Standpunkt Stiftung: Wer die Zukunft im Blick hat, darf die SDGs nicht aus den Augen verlieren
von Erich Steinsdörfer, Geschäftsführer und Vorsitzender der Geschäftsleitung des Deutschen Stiftungszentrums (DSZ) im Stifterverband
Für viele Stifterinnen und Stifter ist der Wunsch, die Welt zum Besseren zu verändern, eine Motivation für ihr Engagement. Stiftungen – vor allem kleine und mittlere – unterschätzen dabei häufig, was sie zu leisten vermögen, indem sie ihre Wirkmacht mit der Erfüllung ihres Stiftungszwecks und der Höhe ihres Vermögens gleichsetzen. Doch angesichts der großen sozialen und ökologischen Herausforderungen ist es Zeit für eine neue, eine mutigere Sichtweise! Ein Blick durch die SDG-Brille bietet Perspektive.

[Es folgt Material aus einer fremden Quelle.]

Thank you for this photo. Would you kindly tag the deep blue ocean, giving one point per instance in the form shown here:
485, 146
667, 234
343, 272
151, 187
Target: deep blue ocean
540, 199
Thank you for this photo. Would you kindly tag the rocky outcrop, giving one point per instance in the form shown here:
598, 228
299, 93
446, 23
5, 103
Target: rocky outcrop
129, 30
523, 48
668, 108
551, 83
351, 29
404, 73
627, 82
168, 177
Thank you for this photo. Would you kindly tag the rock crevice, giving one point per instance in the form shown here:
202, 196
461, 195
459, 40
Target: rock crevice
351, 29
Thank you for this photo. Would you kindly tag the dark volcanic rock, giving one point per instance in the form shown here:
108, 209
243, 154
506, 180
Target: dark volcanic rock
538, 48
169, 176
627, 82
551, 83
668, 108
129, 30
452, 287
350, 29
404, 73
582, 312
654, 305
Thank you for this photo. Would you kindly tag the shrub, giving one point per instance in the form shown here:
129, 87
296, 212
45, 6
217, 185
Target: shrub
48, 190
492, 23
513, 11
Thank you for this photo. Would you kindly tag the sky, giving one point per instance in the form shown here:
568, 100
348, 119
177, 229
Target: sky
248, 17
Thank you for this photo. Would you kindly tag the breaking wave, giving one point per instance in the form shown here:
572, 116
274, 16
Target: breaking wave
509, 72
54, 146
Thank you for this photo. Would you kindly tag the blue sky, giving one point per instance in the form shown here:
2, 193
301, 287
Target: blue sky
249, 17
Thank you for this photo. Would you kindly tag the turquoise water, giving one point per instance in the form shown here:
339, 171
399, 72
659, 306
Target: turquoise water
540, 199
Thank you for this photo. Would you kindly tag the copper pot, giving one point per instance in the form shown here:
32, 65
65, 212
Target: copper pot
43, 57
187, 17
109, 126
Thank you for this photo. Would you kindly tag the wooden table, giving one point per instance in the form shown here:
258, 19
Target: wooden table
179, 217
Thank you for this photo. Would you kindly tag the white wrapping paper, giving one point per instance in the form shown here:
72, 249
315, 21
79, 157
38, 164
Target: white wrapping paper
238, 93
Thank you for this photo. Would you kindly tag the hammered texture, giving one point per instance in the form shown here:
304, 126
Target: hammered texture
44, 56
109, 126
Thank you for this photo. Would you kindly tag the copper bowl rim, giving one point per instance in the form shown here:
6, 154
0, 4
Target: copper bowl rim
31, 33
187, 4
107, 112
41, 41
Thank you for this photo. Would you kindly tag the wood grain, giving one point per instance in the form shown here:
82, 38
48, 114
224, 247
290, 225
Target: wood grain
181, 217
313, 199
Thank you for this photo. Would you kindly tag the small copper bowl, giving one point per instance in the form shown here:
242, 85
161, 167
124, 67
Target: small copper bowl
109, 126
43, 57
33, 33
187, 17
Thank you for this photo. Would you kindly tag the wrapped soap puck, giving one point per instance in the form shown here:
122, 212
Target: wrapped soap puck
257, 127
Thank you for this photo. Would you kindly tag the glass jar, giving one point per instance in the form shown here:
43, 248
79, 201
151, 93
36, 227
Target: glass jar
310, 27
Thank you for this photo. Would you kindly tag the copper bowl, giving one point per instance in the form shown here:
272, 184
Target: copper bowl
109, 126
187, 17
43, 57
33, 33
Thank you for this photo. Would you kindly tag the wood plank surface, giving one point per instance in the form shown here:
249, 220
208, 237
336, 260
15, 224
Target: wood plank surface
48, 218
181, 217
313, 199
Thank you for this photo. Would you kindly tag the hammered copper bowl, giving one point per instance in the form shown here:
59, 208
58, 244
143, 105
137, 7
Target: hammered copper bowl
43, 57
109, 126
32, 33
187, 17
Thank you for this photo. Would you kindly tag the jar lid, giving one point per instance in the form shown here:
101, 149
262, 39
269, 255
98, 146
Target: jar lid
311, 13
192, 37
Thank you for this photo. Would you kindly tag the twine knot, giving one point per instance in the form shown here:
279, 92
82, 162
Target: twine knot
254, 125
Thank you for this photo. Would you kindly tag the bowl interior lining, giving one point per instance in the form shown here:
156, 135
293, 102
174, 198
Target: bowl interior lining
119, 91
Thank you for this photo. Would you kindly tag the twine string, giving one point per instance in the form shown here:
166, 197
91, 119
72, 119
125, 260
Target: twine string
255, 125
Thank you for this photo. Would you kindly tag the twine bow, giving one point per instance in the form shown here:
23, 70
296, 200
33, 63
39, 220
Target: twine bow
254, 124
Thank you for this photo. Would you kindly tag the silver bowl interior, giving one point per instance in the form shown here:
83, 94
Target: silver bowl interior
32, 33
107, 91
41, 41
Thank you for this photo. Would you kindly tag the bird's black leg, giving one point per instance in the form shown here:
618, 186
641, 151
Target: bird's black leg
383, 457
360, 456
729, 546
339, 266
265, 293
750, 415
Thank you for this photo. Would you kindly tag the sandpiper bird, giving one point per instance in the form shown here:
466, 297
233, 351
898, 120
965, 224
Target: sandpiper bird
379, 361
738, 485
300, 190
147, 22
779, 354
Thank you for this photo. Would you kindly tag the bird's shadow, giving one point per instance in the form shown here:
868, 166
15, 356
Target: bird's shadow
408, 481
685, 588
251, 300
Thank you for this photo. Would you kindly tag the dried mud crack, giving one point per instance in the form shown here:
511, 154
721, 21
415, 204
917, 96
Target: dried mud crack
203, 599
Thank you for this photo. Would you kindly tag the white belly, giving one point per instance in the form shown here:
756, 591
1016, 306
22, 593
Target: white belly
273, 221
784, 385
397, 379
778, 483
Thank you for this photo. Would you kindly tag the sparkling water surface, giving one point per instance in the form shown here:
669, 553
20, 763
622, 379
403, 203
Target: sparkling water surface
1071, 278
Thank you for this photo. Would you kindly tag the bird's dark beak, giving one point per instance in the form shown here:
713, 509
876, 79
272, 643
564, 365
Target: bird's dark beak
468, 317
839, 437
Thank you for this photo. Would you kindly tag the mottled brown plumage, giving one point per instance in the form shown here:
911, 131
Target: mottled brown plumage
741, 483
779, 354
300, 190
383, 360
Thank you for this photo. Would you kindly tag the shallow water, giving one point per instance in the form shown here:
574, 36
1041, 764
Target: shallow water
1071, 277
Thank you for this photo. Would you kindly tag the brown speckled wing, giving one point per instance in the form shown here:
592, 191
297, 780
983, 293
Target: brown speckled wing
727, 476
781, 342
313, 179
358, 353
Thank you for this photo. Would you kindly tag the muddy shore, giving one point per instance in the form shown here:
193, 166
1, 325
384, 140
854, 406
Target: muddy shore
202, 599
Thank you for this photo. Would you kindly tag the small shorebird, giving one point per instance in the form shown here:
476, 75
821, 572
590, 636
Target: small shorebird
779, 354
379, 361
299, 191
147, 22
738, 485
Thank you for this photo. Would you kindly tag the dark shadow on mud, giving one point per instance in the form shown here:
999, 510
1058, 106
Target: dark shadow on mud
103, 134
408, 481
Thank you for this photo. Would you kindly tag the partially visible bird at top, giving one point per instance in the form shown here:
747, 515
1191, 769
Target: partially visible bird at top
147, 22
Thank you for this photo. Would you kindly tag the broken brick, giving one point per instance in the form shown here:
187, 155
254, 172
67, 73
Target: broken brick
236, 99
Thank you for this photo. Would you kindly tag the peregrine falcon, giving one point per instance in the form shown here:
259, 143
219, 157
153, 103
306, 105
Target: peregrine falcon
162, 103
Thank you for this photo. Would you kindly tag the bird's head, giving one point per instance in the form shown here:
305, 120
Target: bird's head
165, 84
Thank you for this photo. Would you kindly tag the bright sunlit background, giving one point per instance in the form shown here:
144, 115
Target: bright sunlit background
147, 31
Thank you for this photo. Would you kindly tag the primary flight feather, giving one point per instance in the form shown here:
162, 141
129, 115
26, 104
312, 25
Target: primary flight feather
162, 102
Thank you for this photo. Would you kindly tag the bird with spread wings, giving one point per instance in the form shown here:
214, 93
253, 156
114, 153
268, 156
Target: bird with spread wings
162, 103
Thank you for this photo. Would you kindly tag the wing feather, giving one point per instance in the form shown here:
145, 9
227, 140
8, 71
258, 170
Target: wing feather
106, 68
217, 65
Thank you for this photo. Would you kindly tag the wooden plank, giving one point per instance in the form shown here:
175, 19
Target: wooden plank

Die 17 Ziele für nachhaltige Entwicklung (Sustainable Development Goals, kurz SDGs) zeigen auf, was global für eine lebenswerte Zukunft nötig ist. Und sie fordern Priorität ein, denn ihre Umsetzung hat bis 2030 zu erfolgen – dazu hat sich die Weltgemeinschaft mit der Agenda 2030 verpflichtet. Bis dahin sollen Ziele wie „Weniger Ungleichheiten“ und „Maßnahmen zum Klimaschutz“, und mit ihnen eine sozial, ökologisch und wirtschaftlich nachhaltige Entwicklung, erreicht werden.
Stiftungen arbeiten seit jeher engagiert daran mit, Zukunft zu gestalten – durch ihre Unabhängigkeit sind sie frei, auch neue Wege zu gehen. Die SDGs können den Blick schärfen und als Wegmarken Orientierung bieten: Wenn Stiftungen gezielt überprüfen, zu welchen Nachhaltigkeitszielen sie beitragen, können sie ihre Aktivitäten sinnvoll ergänzen oder noch passgenauer auf die SDGs ausrichten.
Augen auf heißt es etwa bei der Vermögensanlage. Eine Stiftung, die sich für Nachhaltigkeitsziele engagiert, sollte nicht in Unternehmen und Produkte investieren, die diesen Nachhaltigkeitskriterien nicht oder nicht in ausreichendem Maße entsprechen. Klingt einleuchtend, ist aber nicht selbstverständlich – wie im vergangenen Jahr das Beispiel der Bill & Melinda Gates Stiftung zeigte. Selbst kleinen und mittleren Stiftungen bietet die Kapitalanlage einen entscheidenden Hebel, um über die Stiftungsarbeit hinaus zu den SDGs beizutragen. Erfreulicherweise wächst das Angebot für eine Vermögensanlage mit nachhaltiger Wirkung – auch der Stifterverband mit seinem DSZ hat alle offenen Spezialfonds auf ESG-Kriterien umgestellt.
Wenn Stiftungen zudem Nachhaltigkeitskriterien bei Ausschreibungen, der Fördervergabe sowie in ihrer eigenen Organisation berücksichtigen, werden Geförderte, Partner und Netzwerkkontakte sowie die eigenen Mitarbeitenden dazu angestiftet, ebenfalls die SDGs zu beachten. Geschichten des Gelingens regen zum Nachmachen an – auch deshalb veröffentlicht das DSZ jährlich einen Nachhaltigkeitsbericht.
Nicht zuletzt die Corona-Pandemie führt vor Augen: Ein „Weiter so“ ist nicht möglich, wir müssen Wandel wagen. Die SDGs bestärken uns, indem sie unseren Blick auf die Lösung lenken – sie fördern Nachhaltigkeit mit Haltung.
In der DSA-Rubrik "Standpunkt Stiftung" werden ausgewählte Stiftungsthemen durch Meinungsbeiträge von Vertreterinnen und Vertretern aus der Stiftungswelt beleuchtet.